Red flags to watch for
- An email changing or “updating” wire instructions, especially close to a deadline.
- New banking details that differ from what you were originally given.
- Pressure to wire money quickly and confirm only by email.
- Small differences in an email address or domain you do not notice at a glance.
- A request to keep the change quiet or to skip a phone confirmation.
How to protect yourself
- Always verify wire instructions by calling a known, trusted phone number, never a number from the email.
- Be suspicious of any last-minute change to payment or wiring details.
- Confirm in person or by phone before sending large sums, and ask your bank about same-day recall options.
- Use established, verified professionals, and ask up front how they will communicate wiring details.
- Reduce exposure of your plans and contacts. Scammers research targets using details from data-broker and people-search sites. Removing your information from those sites, which a privacy or data-removal service can do for you, gives them less to work with.
- Involve a trusted family member in big transactions, so a second person can help verify before money moves.
If you are looking out for an aging parent, especially one living alone, you can lower their risk before a scammer ever gets through:
- Talk it through. Walk them through this scam in plain terms, and agree on one simple rule: pause and call you before sending money or sharing personal information.
- Reduce their exposure. Much of what scammers use comes from data-broker and people-search sites.
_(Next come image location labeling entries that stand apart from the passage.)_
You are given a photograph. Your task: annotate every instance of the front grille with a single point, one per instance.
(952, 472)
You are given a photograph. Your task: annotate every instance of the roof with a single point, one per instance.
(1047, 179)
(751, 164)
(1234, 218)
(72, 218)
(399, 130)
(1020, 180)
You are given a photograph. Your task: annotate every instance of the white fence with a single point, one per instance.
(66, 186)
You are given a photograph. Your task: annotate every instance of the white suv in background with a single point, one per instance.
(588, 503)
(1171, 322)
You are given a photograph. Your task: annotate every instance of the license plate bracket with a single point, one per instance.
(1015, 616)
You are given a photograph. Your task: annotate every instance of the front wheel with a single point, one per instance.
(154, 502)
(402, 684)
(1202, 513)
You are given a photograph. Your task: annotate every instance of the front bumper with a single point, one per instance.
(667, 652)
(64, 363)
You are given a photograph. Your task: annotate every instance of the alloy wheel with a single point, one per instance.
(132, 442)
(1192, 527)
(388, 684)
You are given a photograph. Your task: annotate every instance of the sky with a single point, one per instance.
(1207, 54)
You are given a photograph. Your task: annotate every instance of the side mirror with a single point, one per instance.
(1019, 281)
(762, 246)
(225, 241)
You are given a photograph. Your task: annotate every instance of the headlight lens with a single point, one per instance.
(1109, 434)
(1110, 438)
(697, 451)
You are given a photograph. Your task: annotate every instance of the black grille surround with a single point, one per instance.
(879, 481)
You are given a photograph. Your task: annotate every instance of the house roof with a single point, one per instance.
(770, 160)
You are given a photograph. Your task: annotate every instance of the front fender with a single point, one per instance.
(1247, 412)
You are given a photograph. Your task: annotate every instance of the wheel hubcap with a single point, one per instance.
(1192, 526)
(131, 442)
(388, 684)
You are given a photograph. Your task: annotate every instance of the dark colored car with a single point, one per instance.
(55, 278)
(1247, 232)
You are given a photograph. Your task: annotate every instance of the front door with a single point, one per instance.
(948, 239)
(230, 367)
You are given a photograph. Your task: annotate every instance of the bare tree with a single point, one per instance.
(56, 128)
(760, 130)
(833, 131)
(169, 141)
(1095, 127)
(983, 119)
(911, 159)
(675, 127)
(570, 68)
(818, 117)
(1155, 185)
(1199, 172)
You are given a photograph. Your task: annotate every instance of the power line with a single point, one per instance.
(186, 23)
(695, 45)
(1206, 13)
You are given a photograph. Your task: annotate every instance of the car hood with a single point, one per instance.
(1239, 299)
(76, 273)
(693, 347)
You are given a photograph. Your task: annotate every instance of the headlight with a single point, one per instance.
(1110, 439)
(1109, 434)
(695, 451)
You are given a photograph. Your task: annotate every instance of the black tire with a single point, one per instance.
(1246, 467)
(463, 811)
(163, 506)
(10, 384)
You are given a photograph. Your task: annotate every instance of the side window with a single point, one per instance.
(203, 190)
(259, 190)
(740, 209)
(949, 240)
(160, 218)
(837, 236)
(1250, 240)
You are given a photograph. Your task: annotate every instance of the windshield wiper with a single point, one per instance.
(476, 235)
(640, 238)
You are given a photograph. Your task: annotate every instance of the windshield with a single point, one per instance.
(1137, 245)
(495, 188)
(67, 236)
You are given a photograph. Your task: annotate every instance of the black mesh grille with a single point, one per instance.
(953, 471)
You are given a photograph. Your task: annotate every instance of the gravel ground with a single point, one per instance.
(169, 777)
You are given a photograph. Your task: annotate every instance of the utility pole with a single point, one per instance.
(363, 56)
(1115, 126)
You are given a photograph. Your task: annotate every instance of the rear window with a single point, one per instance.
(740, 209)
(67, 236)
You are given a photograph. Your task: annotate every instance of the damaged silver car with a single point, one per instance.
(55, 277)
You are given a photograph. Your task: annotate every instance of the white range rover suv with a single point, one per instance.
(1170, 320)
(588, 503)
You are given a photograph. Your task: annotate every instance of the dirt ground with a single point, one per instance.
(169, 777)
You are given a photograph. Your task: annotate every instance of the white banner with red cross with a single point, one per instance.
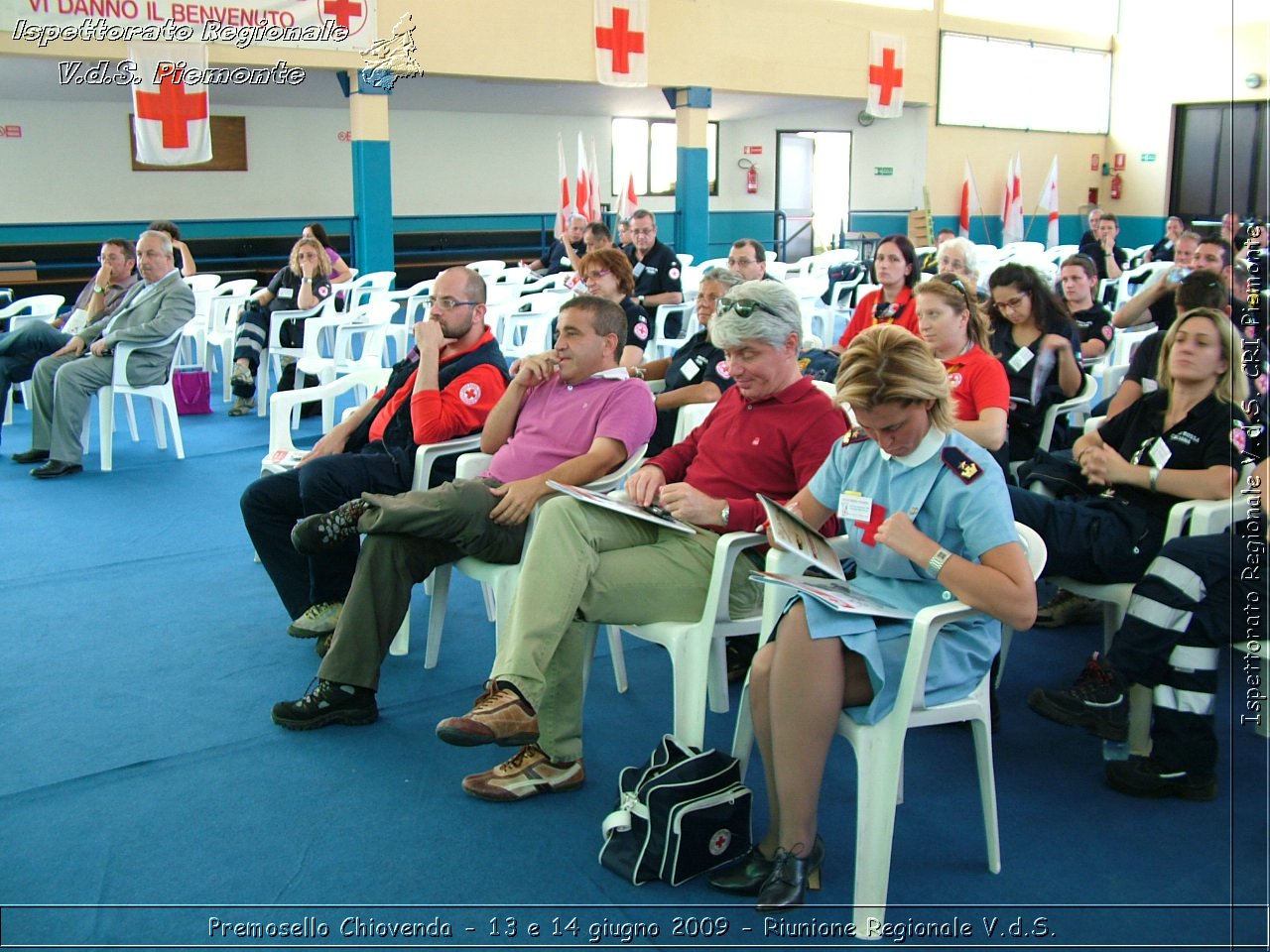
(621, 42)
(171, 114)
(885, 76)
A privacy or data-removal service can take their information down and make them harder to find and target.
- Build a safety net. Help them turn on account and transaction alerts, review statements together, and consider being a trusted contact so you can catch trouble early. For large payments like a home sale, ask to be a second set of eyes.
If you’ve already responded
Call your bank immediately and ask them to recall or freeze the wire; speed is everything. Then report it to the FBI at ic3.gov right away, as the FBI’s recovery efforts work best within the first 24 to 72 hours. Also notify the title company, agent, or business whose email was involved, and the FTC at ReportFraud.ftc.gov.
In the news
- FBI: real estate fraud losses hit $275M in 2025 (HousingWire)
- FBI report: internet crime losses hit a record in 2025 (AARP)
Sources
Frequently asked questions
How do scammers know about my home purchase?
They break into or monitor email accounts in the transaction, such as a title company or agent, then time their fake instructions to your closing.
How can I send a wire safely?
Verify the instructions by calling a known, trusted number first, and be suspicious of any last-minute change sent by email.
Can a wire be recovered?
Sometimes, if you act within hours. Call your bank immediately and report it to the FBI at ic3.gov.